И вот именно в эту минуту в кабинете со стенограммой под мышкой появился этот молодой подающий надежды сукин сын Альберт Сомс.
– Прошу прощения, Хэнк, мне хотелось проверить их, так как я присутствовал при допросе в участке; вот они все здесь в целости и сохранности. Дело будет интересное и придется вам по вкусу – а приговор я могу предсказать хоть сейчас: электрический стул, друг мой, электрический стул!
Теперь, проглядывая запись допроса и раздумывая, как предотвратить следующий удар, который судьба, несомненно, готовит ему в это безумное утро, Хэнк был склонен согласиться с предсказанием Сомса.
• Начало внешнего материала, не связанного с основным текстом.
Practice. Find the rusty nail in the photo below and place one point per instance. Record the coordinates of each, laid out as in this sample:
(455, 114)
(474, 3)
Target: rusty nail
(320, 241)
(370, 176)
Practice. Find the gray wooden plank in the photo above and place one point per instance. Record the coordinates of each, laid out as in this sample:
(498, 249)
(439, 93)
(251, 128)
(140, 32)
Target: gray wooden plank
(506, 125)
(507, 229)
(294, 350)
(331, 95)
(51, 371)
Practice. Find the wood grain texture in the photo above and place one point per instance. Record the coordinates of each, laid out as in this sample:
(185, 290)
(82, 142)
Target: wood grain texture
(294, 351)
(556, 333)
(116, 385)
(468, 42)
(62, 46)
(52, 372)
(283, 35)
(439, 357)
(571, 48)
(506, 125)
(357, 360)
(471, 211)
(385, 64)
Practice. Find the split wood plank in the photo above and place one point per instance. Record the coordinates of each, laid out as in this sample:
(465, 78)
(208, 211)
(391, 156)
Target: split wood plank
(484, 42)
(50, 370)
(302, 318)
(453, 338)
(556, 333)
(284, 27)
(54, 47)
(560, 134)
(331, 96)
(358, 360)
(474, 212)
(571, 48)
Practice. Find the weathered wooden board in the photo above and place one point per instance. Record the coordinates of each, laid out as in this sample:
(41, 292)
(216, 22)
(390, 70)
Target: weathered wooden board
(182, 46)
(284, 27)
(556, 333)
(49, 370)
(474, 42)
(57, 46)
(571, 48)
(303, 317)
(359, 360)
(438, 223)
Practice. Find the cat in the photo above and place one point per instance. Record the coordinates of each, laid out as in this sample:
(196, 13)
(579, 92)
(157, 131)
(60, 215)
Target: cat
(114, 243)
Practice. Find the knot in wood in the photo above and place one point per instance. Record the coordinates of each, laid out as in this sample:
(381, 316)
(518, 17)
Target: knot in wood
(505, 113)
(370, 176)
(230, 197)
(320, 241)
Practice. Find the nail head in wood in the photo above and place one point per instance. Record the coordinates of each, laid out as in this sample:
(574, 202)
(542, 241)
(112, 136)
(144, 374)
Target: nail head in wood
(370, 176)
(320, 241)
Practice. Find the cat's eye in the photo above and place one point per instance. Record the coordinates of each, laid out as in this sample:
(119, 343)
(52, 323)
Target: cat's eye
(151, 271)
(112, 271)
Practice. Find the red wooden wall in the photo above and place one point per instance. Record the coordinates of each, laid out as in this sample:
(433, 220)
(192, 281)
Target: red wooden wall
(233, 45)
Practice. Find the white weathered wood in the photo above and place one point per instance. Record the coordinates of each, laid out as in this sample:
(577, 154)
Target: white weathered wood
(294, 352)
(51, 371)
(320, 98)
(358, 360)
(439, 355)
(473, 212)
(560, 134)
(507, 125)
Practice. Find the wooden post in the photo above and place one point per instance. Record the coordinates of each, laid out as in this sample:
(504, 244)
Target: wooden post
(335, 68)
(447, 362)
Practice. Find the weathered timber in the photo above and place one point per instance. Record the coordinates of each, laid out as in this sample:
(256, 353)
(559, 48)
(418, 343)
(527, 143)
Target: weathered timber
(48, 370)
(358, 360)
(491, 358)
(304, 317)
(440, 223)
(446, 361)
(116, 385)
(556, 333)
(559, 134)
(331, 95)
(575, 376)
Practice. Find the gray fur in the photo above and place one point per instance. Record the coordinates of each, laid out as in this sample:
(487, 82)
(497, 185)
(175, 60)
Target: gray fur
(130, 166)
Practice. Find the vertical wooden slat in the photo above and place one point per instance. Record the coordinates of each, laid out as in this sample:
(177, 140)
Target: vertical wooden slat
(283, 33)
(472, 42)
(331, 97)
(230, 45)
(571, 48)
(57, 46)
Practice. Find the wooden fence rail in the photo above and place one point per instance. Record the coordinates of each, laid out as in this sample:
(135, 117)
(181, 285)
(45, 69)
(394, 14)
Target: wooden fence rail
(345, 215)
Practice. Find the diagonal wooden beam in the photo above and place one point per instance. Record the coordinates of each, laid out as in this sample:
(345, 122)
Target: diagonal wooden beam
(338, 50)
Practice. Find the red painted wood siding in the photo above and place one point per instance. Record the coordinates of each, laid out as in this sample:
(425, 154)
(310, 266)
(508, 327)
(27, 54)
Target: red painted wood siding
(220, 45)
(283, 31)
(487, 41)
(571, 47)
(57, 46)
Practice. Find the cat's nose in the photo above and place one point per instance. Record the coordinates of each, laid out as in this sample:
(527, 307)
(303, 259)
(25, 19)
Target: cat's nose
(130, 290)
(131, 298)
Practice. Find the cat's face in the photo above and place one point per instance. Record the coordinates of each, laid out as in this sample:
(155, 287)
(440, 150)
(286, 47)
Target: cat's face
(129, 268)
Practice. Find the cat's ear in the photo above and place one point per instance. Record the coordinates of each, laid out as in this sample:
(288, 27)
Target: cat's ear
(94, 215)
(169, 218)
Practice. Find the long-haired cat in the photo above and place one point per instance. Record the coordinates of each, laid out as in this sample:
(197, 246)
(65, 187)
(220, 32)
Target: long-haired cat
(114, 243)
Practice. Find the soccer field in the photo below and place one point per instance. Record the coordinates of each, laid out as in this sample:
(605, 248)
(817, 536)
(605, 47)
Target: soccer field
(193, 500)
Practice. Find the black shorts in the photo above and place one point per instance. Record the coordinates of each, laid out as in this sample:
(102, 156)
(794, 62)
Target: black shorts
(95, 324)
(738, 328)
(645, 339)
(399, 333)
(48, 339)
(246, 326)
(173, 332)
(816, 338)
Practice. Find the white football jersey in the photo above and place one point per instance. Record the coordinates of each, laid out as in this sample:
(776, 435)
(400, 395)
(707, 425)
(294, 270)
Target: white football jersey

Убийство Морреза было умышленным, а это подразумевало смертный приговор. В том же, что преступление классифицировалось правильно, Хэнк нисколько не сомневался – это подтверждалось всем, что Апосто, Рирдон и Ди Паче утверждали на предварительном допросе. В данном случае провести границу между предумышленным и просто умышленным убийством оказывалось совсем нетрудно – в отличие, например, от тех случаев, когда убийство квалифицировалось как умышленное потому, что револьвер был поднят, за двадцать секунд до выстрела.
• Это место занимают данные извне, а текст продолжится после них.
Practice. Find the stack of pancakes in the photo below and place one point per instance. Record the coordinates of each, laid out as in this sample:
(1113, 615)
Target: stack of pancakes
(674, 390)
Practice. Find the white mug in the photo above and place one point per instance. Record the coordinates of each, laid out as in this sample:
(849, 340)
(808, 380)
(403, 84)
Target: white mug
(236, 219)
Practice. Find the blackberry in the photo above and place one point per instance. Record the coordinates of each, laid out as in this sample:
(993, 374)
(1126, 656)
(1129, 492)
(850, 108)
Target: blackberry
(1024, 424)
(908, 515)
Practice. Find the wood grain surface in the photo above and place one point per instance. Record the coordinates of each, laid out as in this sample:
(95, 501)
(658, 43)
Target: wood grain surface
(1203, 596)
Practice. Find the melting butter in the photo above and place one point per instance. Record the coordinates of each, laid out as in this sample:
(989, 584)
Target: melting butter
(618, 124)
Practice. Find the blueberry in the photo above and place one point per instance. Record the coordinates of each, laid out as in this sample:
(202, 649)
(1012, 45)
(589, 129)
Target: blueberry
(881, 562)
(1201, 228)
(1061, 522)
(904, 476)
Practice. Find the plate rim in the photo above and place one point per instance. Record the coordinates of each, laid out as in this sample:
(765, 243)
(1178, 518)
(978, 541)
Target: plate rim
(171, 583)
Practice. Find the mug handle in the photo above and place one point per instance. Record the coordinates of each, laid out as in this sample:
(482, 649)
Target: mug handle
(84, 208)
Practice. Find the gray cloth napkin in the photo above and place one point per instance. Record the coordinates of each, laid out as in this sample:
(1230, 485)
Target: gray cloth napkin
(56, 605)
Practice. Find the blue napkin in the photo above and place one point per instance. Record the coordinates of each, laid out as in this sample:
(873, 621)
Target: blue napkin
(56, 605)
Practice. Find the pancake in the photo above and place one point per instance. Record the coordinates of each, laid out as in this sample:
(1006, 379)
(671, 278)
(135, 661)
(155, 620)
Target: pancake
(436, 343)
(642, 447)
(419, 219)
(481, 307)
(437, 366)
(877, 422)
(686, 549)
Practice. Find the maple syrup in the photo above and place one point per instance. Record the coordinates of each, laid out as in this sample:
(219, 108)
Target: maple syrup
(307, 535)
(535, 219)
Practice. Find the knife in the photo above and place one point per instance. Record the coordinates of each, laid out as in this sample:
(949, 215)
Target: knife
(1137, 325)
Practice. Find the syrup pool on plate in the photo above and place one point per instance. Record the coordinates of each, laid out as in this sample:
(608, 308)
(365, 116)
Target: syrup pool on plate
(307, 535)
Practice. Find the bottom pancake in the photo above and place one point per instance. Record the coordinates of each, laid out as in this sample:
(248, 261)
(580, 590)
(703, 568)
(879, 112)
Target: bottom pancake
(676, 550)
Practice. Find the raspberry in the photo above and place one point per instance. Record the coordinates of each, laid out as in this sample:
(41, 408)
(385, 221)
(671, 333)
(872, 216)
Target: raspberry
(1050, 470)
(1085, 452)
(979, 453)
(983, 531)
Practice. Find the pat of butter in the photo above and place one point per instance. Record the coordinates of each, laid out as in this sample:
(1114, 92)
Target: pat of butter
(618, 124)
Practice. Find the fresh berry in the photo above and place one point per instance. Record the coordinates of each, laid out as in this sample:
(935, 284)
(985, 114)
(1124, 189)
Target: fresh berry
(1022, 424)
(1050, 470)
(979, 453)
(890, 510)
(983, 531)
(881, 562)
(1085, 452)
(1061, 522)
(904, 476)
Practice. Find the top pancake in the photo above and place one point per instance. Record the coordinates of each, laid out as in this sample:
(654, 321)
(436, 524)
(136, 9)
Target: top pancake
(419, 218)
Эти ребята, по-видимому, отправились в испанский Гарлем с заранее обдуманным намерением. Убили они не в разгаре драки, стремясь нанести только увечье. Они, несомненно, пришли туда готовые убить и полностью отдавая себе отчет в том, что они делают, жестоко и тупо набросились на первую попавшуюся жертву. Трудно было представить себе более очевидный случай умышленного убийства. Ведь даже лейтенант, первым допрашивавший преступников, мгновенно уличил Апосто и Рирдона в очевидной лжи.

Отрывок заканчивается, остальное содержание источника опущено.